The idea that lead me to write TCTB felt strong but I’m not sure I could have described it then. It wasn’t a plot point, it wasn’t a twist or as often happens when I write, the sense of an ending. I recall seeing Frankie, step out of a building and I knew that she had just seen something truly affecting, disturbing but that this was part of her work and therefore she needed to deal with it. I knew she had dealt with similar scenes before but something had changed for her and this scene was triggering a huge emotional response. As I wrote, I saw there was a scar over her temple, not an old scar, it still ached and I knew she’d been victim of some crime. I saw that this trauma had forced a new perspective on her work and she was struggling with that. The idea, as nebulous as it was, did shift and change. Sometimes it called the narrative forward with such urgency it was a heady experience to get Frankie’s words down. Other times I had to search for it anew. As I write through the middle of book 2 I remind myself of this often so I don’t drown in self-doubt. Some days I can hold the original idea in my hand, and it’s perfectly tangible, other days it slips through my fingers like sand.

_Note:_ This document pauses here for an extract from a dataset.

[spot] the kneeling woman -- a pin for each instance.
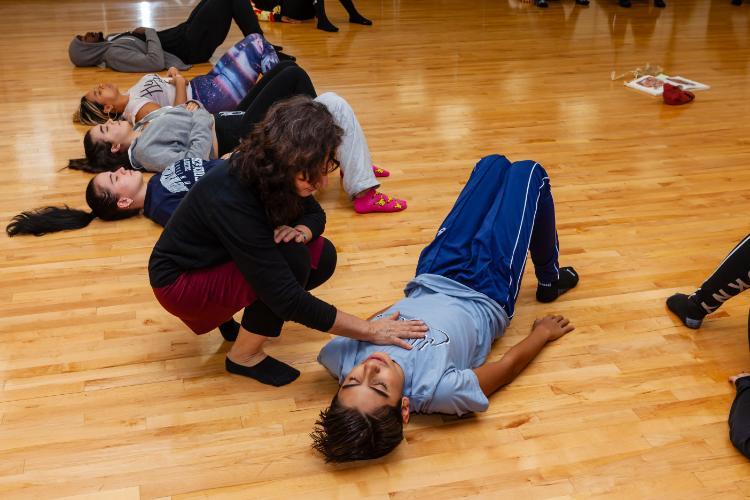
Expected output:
(248, 235)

In the meantime, the bound proof of TOO CLOSE TO BREATHE for the UK/IRE has been finalised. The layout for the bound proof looks am-aaaay–zing and should be ready to go out soon. Yes, I’m STILL pinching myself. Any moment I’ll be found out and someone is going to snatch this away. A few weeks ago I met with the German editor and she said she’d like some author videos, so I’ve had a stab at them which I’m SO comfortable with and I’m working through the page proofs for the US edition now. My lovely friends at The Winged Pen have put up a little feature on their website for the US edition (check that out here) and pre-orders are open for both US and UK books. Again, STILL pinching myself.